Lozano, who elevates modesty to an art form, says it wasn’t all that exciting.
“I wasn’t manning a gun or anything like that,” said the retired lawyer, now 96. “I was just doing a job that had to be done on the ship, and I was lucky to be on the Washington. We were never hit by the kamikazes. They came close to us many times, but never hit us.”
Lozano was a participant in and witness to a series of critical, bloody island battles that were key to the Allied victory in the Pacific. He was there for Saipan, Tinian, Iwo Jima and Okinawa, and he served with American forces that chased what was left of the Imperial Japanese Navy into the Philippine Sea — without ever quite catching it.
Lozano’s time in the Navy — first crisscrossing the Pacific, later ferrying troops across the Atlantic — took up barely two years of a long life, like a stone’s ripple across a tranquil lake.
Today, he is a widower with failing eyesight and a sharp memory. He occasionally leaves home for breakfast with a handful of other veterans. They wear red shirts and black caps that announce the wars they served.
They even have fans — in this case, people captivated by living history.
Faith Evangeline, 22, recently paid tribute to the vets by standing up after breakfast at a Jim’s restaurant on the Northwest Side and bursting into a cappella renditions of two classic songs — “Dream A Little Dream of Me” and a wartime favorite, “Let’s Remember Pearl Harbor.”
“History in ev’ry century records an act that lives forevermore,” Evangeline sang. “We’ll recall, as into line we fall, the thing that happened on Hawaii’s shore.”
Then the chorus:
“Let’s remember Pearl Harbor as we go to meet the foe.
“Let’s remember Pearl Harbor as we did the Alamo.”
Diners stopped to take snapshots, shake hands and exchange pleasantries with Lozano and his fellow veterans, who sat together at a long row of tables.
“Thank you for your service,” several said.
‘A terrible, terrible battle’
Like a giant storm surge, a war bigger than any other in American history swept 16 million people out of civilian life and into military service. In January 1944, Lozano was 18 and fresh out of Jefferson High School and a part-time job at a Piggly Wiggly supermarket. He knew a draft notice was coming from the Army, and he joined the Navy a week before it arrived.
He went to San Diego for basic training and later made his way to Bremerton, Wash., home port of the Washington, a 35,000-ton North Carolina class, fast battleship.

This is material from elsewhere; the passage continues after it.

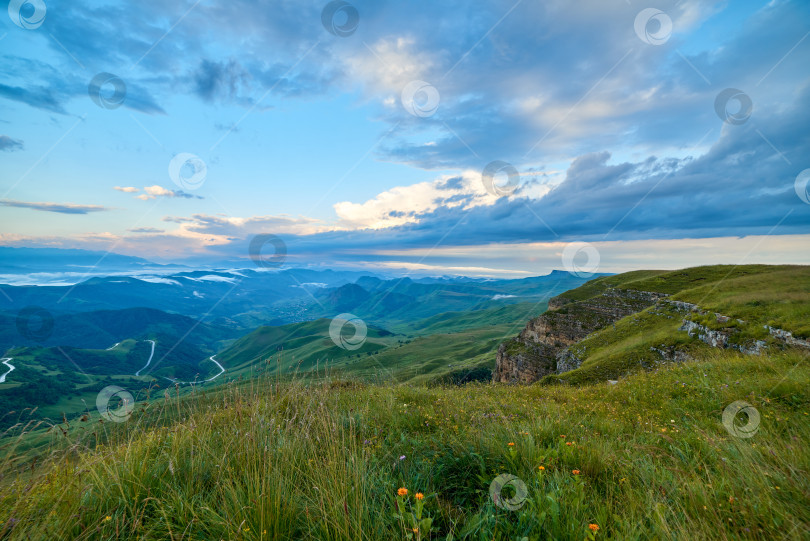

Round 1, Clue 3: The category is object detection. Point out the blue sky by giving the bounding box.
[0,0,810,276]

The year before Lozano boarded her, the Washington sailed in the South and Central Pacific, taking part in invasions of the Gilbert Islands in November 1943 and the Marshall Islands early the following year. Her bow was damaged in a collision with the battleship USS Indiana on Feb. 1, 1944, and she had to be idled for repairs.
The Washington then went back to the Pacific, participating in the Marianas invasion in June 1944 and the Battle of the Philippine Sea.

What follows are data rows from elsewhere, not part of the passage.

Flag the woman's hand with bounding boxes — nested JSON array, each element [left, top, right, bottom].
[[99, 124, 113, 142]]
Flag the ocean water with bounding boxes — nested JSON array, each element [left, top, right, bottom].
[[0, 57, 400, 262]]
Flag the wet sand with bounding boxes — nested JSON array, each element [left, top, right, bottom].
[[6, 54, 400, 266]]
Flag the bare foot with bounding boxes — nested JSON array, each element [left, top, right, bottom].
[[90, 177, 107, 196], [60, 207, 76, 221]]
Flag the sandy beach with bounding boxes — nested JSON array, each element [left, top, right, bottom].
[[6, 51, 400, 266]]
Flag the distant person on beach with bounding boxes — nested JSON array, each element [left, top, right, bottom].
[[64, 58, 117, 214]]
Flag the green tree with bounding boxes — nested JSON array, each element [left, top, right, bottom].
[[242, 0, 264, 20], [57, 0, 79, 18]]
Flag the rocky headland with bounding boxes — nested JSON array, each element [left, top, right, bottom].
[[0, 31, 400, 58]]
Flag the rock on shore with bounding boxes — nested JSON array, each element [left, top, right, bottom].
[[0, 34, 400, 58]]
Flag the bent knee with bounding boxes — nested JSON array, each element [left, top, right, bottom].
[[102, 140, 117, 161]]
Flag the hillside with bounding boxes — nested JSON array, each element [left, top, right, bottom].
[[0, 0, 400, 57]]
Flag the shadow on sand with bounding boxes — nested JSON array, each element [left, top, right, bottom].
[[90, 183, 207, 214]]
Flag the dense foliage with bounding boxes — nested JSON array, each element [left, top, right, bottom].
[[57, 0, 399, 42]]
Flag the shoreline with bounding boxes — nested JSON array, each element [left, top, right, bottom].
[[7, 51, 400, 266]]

The Battle of Saipan lasted from mid-June to July 9 of that year. A task force of 15 aircraft carriers, seven battleships, 11 cruisers, 86 destroyers and more than 900 planes — along with 127,000 troops — took the fight to the Japanese. The invasion fleet left Pearl Harbor on June 5, 1944, the day before the Allies launched the Normandy Invasion to liberate Europe from the Nazis.
In Saipan, the Allied force defeated the 43rd Infantry Division of the Imperial Japanese Army. The loss of the strategic island, with the deaths of at least 29,000 troops, left the Japanese home islands within range of U.S. B-29 bombers.
More battles followed: Tinian, Guam, the Palaus, Leyte, Luzon, Iwo Jima and Okinawa.
Lozano has vivid memories of Iwo Jima in particular.
“My battle station was on the crow’s nest, and our ship was bombarding the island, and I could see these small landing craft unloading all these Marines on the beach, and we were shooting over their heads in front of them to soften the area up,” he said.
The shelling went on for three days, he added.
“I was just lucky. I had a buddy that worked for me when I was in Piggly Wiggly. He was in one of the foxholes.
“After the war we were able to talk, and he was telling me about being in a foxhole, and I was telling him I was on the Washington… We were shooting right over his head to soften up the rock up there, make it easier for the Marines to capture the rock. It was a terrible, terrible battle because it took them a long time to do it.”
‘No big deal’
By the time the U.S. forces had taken Iwo Jima in March 1945, one in every four Americans involved had been killed or injured — 6,871 dead and 19,217 wounded. In all, 27 sailors and Marines received the Medal of Honor — 14 posthumously.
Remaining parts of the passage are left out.